1

I'm pretty new to python (I mainly write code in Java). I have a python script that's essentially a crawler. It calls phantomjs, which loads up the page, returns its source, and a list of urls that it found in the page.

I've been trying to use Python 3's multiprocessing module to do this, but I can't figure out how to use a shared queue that workers can also add to. I keep getting unpredictable results.

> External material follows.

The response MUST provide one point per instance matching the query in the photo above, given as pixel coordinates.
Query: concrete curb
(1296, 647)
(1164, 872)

My previous approach used a global list of URLs, out of which I extracted a chunk and sent to workers using map_async. At the end, I would gather all the returned URLs and append them to the global list. The problem is that each "chunk" takes as long as the slowest worker. I'm trying to modify it so that whenever worker is done, it can pick up the next URL. However, I don't think I'm doing it correctly. Here's what I have so far:

def worker(url, urls):
    print(multiprocessing.current_process().name + "." + str(multiprocessing.current_process().pid) + " loading " + url)
    returned_urls = phantomjs(url)
    print(multiprocessing.current_process().name + "." + str(multiprocessing.current_process().pid) + " returning " + str(len(returned_urls)) + " URLs")

    for returned_url in returned_urls:
        urls.put(returned_url, block=True)

    print("There are " + str(urls.qsize()) + " URLs in total.\n")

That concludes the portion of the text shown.